Mark recently concluded a critically acclaimed run as Jean Valjean in “Les Miserables” on Broadway, a role that garnered him international acclaim. He has made numerous appearances on the Great White Way in hits such as “The Who’s Tommy” and “The Best Little Whorehouse Goes Public.”

Beth, a former Miss West Virginia, played Mrs. Potts in the original Broadway cast of “Beauty and the Beast” along with Broadway performances in “42nd Street,” “Phantom of the Opera,” and “Nine.” She has toured nationally with “Guys and Dolls” and recently concluded a tour of “Barry Manilow’s Copacabana.”

As if that weren’t enough star power, Mark’s wife Christy Tarr McVey joined the brother and sister performing in two galas at the auditorium. Christy made her Broadway debut in “The Who’s Tommy” (where she first met Mark), then toured with the show. She also had Broadway credits in “Jekyll and Hyde” and “Annie – The 20th Anniversary Tour.” Another McVey made her stage debut during the most recent gala: Mark and Christy’s baby daughter, Grace.

“We all wanted to be involved with the Huntington High Renaissance project due to the potentially multi-faceted cultural good that can come to the entire community,” says Mark, who called the project “the opportunity to help strengthen and enhance the cultural climate of the area which we are still proud to call home.”

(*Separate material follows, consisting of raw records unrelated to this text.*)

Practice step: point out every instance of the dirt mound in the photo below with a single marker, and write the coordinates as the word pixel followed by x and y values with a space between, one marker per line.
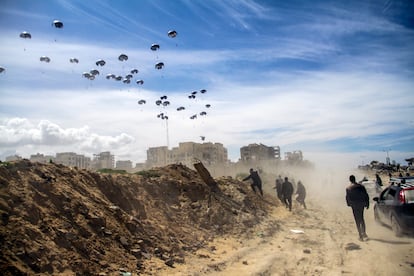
pixel 61 220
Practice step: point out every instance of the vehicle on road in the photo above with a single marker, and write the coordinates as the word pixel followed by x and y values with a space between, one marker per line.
pixel 394 207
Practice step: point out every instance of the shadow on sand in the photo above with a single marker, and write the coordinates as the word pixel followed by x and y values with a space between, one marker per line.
pixel 389 241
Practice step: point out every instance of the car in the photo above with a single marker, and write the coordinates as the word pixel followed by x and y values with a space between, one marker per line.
pixel 394 207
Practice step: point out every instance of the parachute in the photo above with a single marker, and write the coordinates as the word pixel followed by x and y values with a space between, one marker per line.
pixel 155 47
pixel 88 76
pixel 25 35
pixel 100 62
pixel 123 57
pixel 172 33
pixel 58 24
pixel 94 72
pixel 159 65
pixel 162 116
pixel 45 59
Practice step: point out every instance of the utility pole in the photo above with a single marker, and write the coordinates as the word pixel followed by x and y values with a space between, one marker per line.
pixel 387 160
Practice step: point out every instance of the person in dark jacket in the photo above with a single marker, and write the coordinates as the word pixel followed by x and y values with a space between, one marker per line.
pixel 287 192
pixel 357 198
pixel 278 187
pixel 378 183
pixel 301 192
pixel 256 181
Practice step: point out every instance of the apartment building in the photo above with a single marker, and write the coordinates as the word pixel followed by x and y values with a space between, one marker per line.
pixel 72 159
pixel 41 158
pixel 186 152
pixel 294 156
pixel 124 165
pixel 259 152
pixel 103 160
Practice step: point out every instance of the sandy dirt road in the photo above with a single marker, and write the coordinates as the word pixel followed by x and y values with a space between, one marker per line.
pixel 321 240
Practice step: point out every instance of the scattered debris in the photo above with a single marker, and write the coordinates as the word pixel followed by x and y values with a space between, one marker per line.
pixel 57 219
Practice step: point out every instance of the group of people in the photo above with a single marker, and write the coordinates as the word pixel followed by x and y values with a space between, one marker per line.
pixel 356 196
pixel 284 189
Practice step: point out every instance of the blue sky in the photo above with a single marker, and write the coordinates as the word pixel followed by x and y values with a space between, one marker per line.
pixel 334 80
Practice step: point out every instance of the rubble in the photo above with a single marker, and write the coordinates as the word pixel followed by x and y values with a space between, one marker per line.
pixel 57 219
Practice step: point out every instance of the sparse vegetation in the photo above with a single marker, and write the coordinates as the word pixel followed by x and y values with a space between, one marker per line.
pixel 112 171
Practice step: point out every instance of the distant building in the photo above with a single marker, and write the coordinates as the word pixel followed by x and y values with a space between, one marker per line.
pixel 124 165
pixel 13 158
pixel 294 156
pixel 186 153
pixel 38 157
pixel 103 160
pixel 259 152
pixel 157 156
pixel 72 159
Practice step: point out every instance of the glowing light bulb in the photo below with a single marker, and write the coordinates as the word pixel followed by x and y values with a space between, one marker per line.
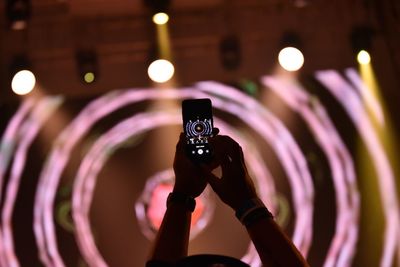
pixel 89 77
pixel 160 18
pixel 363 57
pixel 23 82
pixel 160 70
pixel 291 59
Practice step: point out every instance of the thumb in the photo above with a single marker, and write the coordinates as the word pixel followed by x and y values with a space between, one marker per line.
pixel 213 180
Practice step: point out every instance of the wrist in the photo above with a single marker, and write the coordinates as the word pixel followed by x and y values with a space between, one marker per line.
pixel 187 201
pixel 252 210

“Multi-faceted” is a good word to describe the entire Huntington High Renaissance project. Bringing it about has been possible only through what Dotson calls a series of “complicated collaborations.”

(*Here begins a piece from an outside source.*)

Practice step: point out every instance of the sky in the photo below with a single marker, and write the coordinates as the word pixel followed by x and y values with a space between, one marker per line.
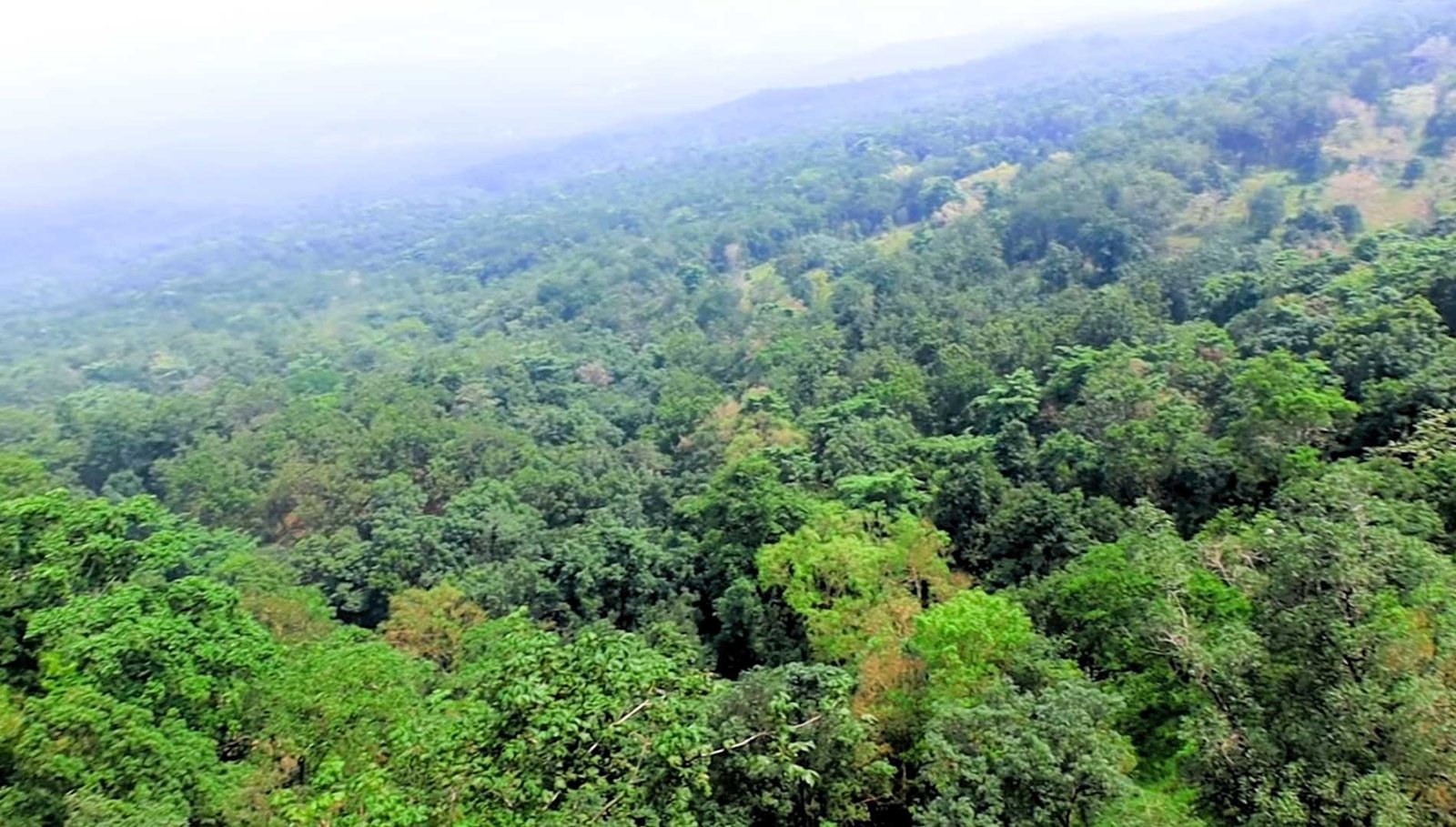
pixel 240 99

One concern was the complications that might arise from having a facility that was a residential area and performance venue at the same time. “The only thing that we anticipated was that on production nights there might be a lot of people in the building,” says Dotson.

The most recent ARTS fund- raising gala gave him a chance to look into that. After the event, Dotson asked residents if they were able to hear any of the commotion in the hallways during the sold-out gala. The answer was “no.”

“Our suspicions were bore out that when you are in your apartment, you are not going to be bothered by a thousand people milling around.”

Over the last few years, most of those people milling around the old Huntington High School building were working on construction, relocating sets, costumes, props and other equipment into the many rooms. That kind of work may have slowed, but isn’t finished by any stretch of the imagination.

Those associated with this “complicated collaboration” realize this project is an on-going one. And there is a precedent – the Italian Renaissance began early in the 14th Century and lasted well into the 16th Century. The groups involved in this Renaissance certainly hope it doesn’t take quite that long to get where they want to be.

But the historical model of this historical era, which saw significant improvements in the arts, housing and lifestyles, is a perfect model for Huntington to emulate.